Another of Kentucky’s neighbors, West Virginia, just enacted the nation’s most expansive school choice program.
Kentucky lawmakers overrode Gov. Andy Beshear’s veto of legislation giving Bluegrass State parents both public and private options.
It allows students to enroll in public schools outside their home district, with the state portion of funding following the child.
The bill also creates privately funded education opportunity accounts which can be used by parents to purchase educational services for their children, including private school tuition in Kentucky’s eight largest counties.
While these new state measures are, as Lindsey M. Burke, Ph.D., director of the Center for Education Policy at the Heritage Foundation, writes, “a swift rebuke to the teachers unions, who have not only stood in the way of education access by locking school doors during the pandemic, but have been the primary obstacles to education choice for decades,” they also can provide incentives for public school officials to respect and respond to parents’ concerns regarding their children’s educational needs.
Having such choices would have mattered during this pandemic, says Laura Lin, mother of two daughters in Jefferson County Public Schools (JCPS).
“I do think they would have had to listen to the parents more,” said Lin. “It creates competition; they would have to step up their game.”
As an example, Lin points to the decision by the JCPS school board to reopen only two days a week to in-class learning instead of the full, five-day schedule urged by parents.
“The two-day week deal was clearly only to satisfy the unions and bureaucrats so they could still get funding,” Lin said. “It infuriates me to no end the added stress they put the teachers and parents under by making that decision.”

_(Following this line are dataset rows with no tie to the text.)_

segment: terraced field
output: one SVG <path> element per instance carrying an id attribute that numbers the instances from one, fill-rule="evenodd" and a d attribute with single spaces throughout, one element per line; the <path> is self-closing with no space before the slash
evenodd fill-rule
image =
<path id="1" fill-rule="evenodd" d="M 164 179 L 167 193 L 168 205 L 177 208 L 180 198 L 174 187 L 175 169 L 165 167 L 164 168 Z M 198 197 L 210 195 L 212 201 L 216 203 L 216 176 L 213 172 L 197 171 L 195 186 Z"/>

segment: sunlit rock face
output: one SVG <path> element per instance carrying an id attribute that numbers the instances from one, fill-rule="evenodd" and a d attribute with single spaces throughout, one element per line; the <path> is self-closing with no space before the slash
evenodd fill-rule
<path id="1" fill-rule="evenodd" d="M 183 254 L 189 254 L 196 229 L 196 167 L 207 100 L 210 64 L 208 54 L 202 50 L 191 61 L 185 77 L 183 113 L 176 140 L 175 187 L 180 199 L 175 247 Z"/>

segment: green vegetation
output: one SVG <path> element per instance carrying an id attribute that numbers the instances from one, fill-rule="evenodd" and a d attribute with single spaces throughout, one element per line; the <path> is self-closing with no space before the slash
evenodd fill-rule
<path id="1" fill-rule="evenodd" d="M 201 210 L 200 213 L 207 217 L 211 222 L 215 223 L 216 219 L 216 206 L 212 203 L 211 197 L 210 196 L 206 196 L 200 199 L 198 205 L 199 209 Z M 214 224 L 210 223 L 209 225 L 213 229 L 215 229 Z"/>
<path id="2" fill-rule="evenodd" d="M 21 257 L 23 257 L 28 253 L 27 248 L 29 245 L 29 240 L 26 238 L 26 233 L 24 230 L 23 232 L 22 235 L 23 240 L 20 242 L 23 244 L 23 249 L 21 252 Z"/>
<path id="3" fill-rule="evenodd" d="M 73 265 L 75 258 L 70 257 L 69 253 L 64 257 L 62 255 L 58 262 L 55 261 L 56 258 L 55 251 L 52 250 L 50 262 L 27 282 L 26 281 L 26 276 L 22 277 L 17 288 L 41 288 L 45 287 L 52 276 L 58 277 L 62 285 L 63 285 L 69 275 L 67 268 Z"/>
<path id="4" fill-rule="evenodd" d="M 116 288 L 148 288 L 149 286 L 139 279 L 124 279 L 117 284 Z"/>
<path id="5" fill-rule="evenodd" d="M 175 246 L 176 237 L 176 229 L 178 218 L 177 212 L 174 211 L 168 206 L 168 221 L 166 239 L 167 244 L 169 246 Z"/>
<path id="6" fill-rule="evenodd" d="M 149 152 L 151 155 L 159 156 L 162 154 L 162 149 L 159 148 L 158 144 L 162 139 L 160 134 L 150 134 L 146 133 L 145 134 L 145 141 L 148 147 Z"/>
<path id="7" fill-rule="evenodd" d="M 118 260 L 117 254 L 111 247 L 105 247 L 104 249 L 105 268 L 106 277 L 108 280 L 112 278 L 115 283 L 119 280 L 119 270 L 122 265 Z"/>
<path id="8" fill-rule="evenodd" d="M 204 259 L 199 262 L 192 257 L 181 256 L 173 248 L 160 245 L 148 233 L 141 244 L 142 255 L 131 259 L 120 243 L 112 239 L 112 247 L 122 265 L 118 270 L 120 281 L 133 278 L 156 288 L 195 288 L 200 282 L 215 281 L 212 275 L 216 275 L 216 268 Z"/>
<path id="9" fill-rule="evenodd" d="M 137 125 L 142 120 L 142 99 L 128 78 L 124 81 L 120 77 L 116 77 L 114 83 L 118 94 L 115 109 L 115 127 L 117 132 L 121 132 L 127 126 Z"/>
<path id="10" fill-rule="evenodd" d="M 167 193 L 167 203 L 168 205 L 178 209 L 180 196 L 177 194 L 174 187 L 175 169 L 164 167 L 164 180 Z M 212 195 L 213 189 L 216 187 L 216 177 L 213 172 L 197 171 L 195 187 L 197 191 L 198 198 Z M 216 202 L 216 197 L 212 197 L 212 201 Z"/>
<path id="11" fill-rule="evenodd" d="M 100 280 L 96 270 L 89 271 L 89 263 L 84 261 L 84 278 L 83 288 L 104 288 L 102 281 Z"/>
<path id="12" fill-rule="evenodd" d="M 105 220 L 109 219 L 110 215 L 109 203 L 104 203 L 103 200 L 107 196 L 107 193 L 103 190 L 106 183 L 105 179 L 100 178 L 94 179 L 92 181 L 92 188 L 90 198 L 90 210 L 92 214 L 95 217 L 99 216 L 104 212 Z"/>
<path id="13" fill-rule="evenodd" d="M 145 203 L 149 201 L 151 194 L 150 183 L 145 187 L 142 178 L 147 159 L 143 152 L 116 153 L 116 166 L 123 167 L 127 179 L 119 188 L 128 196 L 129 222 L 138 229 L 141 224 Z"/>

For Lin, the decision disrupted her youngest daughter’s learning pod created by families bringing five children together and pooling resources to pay for an instructor to guide the students through JCPS’ online program and its associated homework.
While her youngest thrived from socializing and interacting with other children — “it had a huge (positive) effect on her learning,” Lin says — the pod became defunct when JCPS opened for in-class learning two days a week.
Since the system staggered students’ in-class schedule so that not all kids attended the same days it made continuing the pod impossible as “it wasn’t worth it monetarily for the teaching assistant,” Lin explains.
Meanwhile, her oldest — who’s 14 and a gifted-and-talented freshman in JCPS — has struggled mightily with a setup overwhelming for her, especially since she was new to high school.
“It was and is still very hard for me to tell what schoolwork she’s missing,” Lin said about JCPS’ setup for her older daughter. “My child is failing in some classes that I’m completely blind to.”
Critics of school choice feign concern about how private schools won’t be held accountable if Kentucky parents can access financial help to get their children into a learning environment that best fits their needs.
However, those same opponents seem to offer little or no interest in holding a public system accountable which has failed thousands of students during COVID-19.
If private or parochial schools dependent on parents choosing them for their children’s education don’t respond in a timely fashion or fail to satisfy expectations, students and dollars go elsewhere.
That’s the ultimate form of accountability, which now should help schools in a struggling public system “step up their game.”